I was reading Turk and Pentland paper 'Eigenfaces for recognition' and they assert that, if M < N, the maximum rank of a covariance matrix is M - 1, being M the number of samples and NxN the size of the covariance matrix.

Is there any simple demonstration of this fact?

Thanks in advance,

Federico

 

[brian44]

This seems incorrect to me, it should be M.

The reason is we usually capture the covariance matrix using X*X' where X is an NxM matrix of N features by M observations (usually we normalize X so that each row [feature] has mean 0 and variance 1, or some similar process, so that we are getting the standard covariance estimate).

Then of course the rank of X*X' can be at most M for M < N because you may view applying the transformation X*X' as applying the transformation X' followed by applying the transformation X. Then because X' is an MxN matrix taking R^N to R^M, so its range (i.e. rank) cannot be greater than the dimension of R^M, namely M. Then, X takes R^M to a subspace of R^N, with dimension no greater than M (this follows from linear algebra, but you may simply think about it like this: X is taking the entire subspace of R^M (the range of X') to somewhere in R^N, since it is a linear function, it cannot fill up more of R^N then what is put into it, namely it cannot output more than the image of X on the subspace of R^M, so again the dimension of the range is no greater than M). Thus X*X' can have rank no greater than M.
(Note also I use X' to denote transpose of X and R^n, assuming real number system).

Assuming this is what they mean by covariance matrix, it is easy to come up with a counter-example to the rank = M-1 claim, unless there is more information missing, i.e. some other constraint given on the variables.

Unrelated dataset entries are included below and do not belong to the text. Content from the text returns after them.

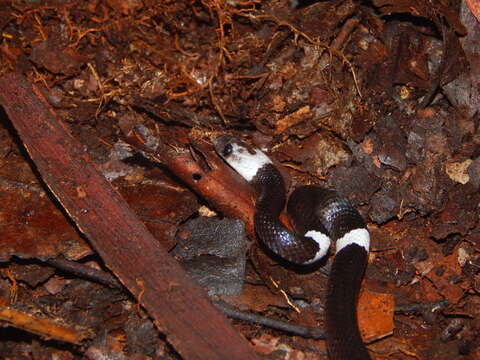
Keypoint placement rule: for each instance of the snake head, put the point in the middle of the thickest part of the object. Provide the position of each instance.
(243, 158)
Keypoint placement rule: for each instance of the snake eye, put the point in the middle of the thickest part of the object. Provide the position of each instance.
(227, 150)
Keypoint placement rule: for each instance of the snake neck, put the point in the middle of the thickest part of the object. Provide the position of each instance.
(270, 188)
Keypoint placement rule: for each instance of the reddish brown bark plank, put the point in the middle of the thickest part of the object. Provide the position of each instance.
(178, 305)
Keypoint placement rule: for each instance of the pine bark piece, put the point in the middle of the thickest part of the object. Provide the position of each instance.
(178, 305)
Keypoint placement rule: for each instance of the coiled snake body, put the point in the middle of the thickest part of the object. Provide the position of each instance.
(319, 216)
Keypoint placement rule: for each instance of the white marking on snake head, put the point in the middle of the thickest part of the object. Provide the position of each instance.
(360, 237)
(243, 158)
(323, 242)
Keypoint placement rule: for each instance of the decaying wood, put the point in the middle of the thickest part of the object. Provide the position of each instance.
(178, 305)
(45, 328)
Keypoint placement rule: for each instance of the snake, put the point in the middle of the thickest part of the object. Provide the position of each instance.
(319, 217)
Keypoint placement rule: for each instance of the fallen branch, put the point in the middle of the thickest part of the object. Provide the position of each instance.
(179, 307)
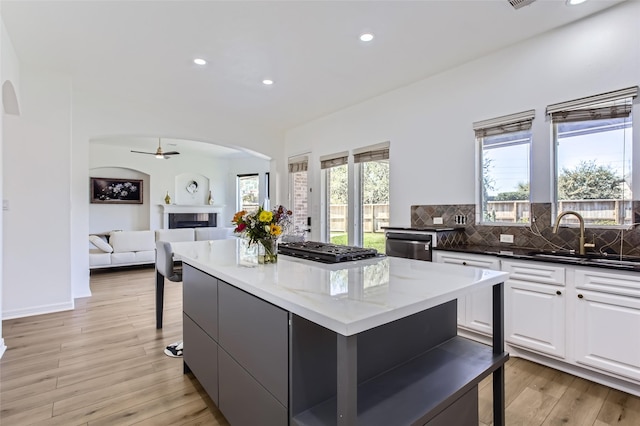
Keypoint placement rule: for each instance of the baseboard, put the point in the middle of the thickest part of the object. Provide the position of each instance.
(37, 310)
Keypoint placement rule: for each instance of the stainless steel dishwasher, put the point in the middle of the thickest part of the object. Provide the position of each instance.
(411, 245)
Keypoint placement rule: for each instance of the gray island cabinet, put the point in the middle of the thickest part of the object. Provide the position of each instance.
(369, 342)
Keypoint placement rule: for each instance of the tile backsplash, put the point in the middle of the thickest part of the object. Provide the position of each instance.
(537, 236)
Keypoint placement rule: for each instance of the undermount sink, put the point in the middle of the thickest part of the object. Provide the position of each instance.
(613, 260)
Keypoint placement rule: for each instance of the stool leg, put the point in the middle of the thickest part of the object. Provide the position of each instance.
(159, 298)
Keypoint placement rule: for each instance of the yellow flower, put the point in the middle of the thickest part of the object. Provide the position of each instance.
(276, 230)
(265, 216)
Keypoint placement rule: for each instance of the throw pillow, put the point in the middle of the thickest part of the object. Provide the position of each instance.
(100, 243)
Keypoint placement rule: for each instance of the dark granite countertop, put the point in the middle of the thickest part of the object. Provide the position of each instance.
(598, 260)
(434, 228)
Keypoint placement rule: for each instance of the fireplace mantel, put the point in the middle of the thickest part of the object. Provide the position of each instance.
(168, 209)
(197, 208)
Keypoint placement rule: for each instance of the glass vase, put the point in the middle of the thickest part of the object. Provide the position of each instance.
(267, 250)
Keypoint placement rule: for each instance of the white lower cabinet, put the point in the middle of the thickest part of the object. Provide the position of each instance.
(535, 307)
(474, 310)
(585, 320)
(608, 321)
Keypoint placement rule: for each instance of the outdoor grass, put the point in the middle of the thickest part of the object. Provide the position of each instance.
(371, 240)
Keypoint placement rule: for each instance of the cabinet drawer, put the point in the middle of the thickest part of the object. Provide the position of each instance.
(201, 355)
(200, 299)
(538, 272)
(479, 261)
(243, 401)
(256, 334)
(624, 285)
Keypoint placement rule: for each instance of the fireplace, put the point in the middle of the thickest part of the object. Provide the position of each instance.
(192, 220)
(179, 216)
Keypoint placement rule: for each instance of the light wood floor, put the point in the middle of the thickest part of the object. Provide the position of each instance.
(103, 364)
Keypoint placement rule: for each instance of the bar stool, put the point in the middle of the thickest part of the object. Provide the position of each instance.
(165, 268)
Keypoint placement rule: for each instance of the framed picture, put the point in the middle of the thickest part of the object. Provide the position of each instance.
(116, 191)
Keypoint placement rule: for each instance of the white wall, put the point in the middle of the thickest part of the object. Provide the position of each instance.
(49, 145)
(37, 177)
(432, 152)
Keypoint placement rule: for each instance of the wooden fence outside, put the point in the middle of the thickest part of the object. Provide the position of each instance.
(593, 211)
(374, 217)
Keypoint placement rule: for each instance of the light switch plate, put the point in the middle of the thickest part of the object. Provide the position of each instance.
(506, 238)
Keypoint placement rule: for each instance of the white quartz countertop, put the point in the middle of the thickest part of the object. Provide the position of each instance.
(348, 297)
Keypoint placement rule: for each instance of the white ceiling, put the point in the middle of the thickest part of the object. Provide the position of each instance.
(145, 49)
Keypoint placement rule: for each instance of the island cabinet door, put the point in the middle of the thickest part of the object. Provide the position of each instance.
(201, 356)
(253, 357)
(200, 299)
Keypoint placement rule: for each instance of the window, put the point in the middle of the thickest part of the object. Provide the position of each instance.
(248, 192)
(298, 191)
(504, 146)
(372, 171)
(592, 151)
(336, 195)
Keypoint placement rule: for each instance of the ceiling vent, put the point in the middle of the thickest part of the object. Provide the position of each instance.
(517, 4)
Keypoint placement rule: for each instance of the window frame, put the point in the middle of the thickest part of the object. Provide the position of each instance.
(503, 125)
(589, 109)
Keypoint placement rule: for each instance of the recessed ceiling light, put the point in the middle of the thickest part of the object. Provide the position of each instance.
(366, 37)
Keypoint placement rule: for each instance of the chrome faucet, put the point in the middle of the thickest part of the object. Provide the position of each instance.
(581, 221)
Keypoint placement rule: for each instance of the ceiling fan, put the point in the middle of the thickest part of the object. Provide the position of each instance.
(159, 153)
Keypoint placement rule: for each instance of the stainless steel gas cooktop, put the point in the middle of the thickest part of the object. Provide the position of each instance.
(325, 252)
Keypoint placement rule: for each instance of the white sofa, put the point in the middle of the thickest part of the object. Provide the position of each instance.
(128, 248)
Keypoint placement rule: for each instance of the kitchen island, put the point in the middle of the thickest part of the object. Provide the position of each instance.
(367, 342)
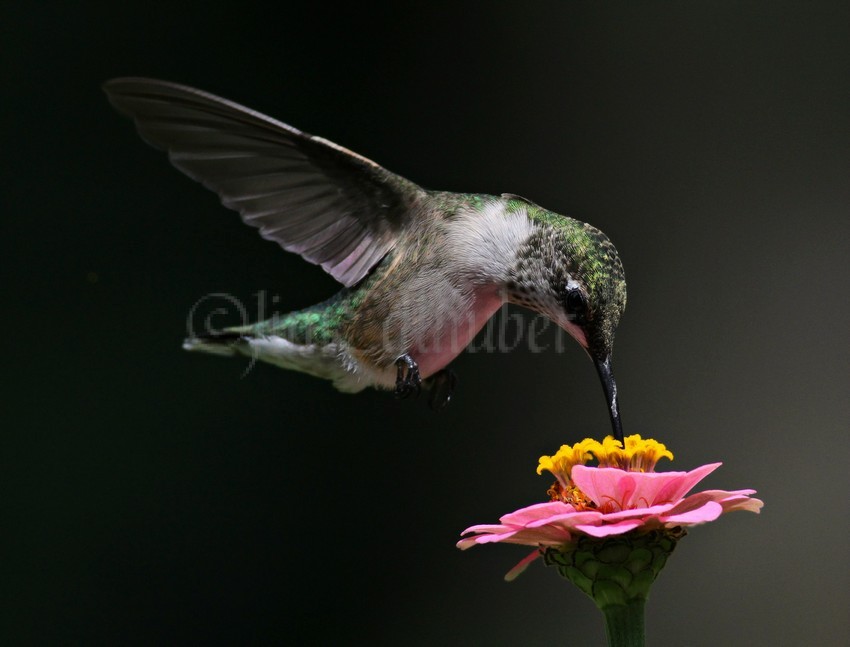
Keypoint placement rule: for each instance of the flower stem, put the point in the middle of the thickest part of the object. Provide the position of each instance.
(624, 623)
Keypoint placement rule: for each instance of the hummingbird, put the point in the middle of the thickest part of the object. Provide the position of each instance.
(422, 271)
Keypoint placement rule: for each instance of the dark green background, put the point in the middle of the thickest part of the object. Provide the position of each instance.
(153, 496)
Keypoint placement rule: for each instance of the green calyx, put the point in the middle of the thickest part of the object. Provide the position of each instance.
(617, 570)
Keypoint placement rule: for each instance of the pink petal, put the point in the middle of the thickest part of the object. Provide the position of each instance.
(674, 492)
(610, 486)
(524, 516)
(568, 520)
(610, 528)
(707, 512)
(517, 570)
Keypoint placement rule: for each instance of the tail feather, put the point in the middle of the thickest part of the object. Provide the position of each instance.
(225, 344)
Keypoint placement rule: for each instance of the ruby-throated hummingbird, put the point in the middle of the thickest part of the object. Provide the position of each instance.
(422, 270)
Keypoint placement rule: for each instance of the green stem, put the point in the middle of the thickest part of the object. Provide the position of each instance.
(624, 623)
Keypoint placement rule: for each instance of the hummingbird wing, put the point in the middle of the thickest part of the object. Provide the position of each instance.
(332, 206)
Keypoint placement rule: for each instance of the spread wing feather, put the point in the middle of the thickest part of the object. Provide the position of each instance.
(311, 196)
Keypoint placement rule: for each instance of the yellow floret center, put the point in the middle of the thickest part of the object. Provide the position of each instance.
(634, 455)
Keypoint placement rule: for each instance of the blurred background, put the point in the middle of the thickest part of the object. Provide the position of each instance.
(158, 496)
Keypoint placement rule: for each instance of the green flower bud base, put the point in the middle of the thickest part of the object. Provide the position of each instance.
(617, 572)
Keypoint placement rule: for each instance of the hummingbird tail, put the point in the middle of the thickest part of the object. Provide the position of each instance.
(224, 344)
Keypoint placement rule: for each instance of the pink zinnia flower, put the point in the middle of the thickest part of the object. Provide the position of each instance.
(622, 495)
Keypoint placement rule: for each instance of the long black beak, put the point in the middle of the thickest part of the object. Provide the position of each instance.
(603, 367)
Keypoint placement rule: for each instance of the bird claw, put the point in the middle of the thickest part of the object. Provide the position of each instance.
(442, 385)
(407, 379)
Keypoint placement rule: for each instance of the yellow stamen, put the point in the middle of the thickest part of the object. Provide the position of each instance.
(638, 455)
(561, 464)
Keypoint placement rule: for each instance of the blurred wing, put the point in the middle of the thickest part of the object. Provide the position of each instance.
(333, 207)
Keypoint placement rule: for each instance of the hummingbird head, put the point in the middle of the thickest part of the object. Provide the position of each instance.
(571, 273)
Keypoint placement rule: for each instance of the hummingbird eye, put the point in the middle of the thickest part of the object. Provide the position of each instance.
(575, 304)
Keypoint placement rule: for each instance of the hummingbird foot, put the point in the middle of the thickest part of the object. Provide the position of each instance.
(408, 379)
(442, 386)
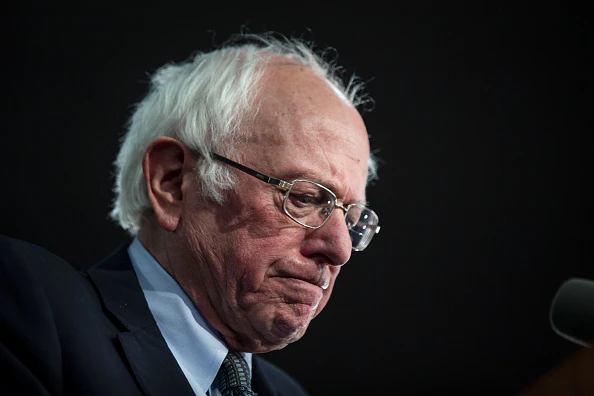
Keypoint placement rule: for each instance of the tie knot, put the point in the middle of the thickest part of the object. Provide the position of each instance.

In fact generate a random NXM matrix X and take the covariance matrix, or equivalently normalize it properly and take X*X' and most of the time the rank will be M.

 

[DrGreg]

brian44's argument shows that the rank can be no greater than M but nevertheless it could be less (as he hints), depending on what the data actually is.

I had a look at Turk and Pentland's paper (Eigenfaces for recognition) and in their case the M columns of X (or A in their notation) are not independent because they have subtracted the mean column from each column (i.e. the sum along each row is zero). In their notation, Φ_i = Γ_i - Ψ. This constraint reduces the rank by one.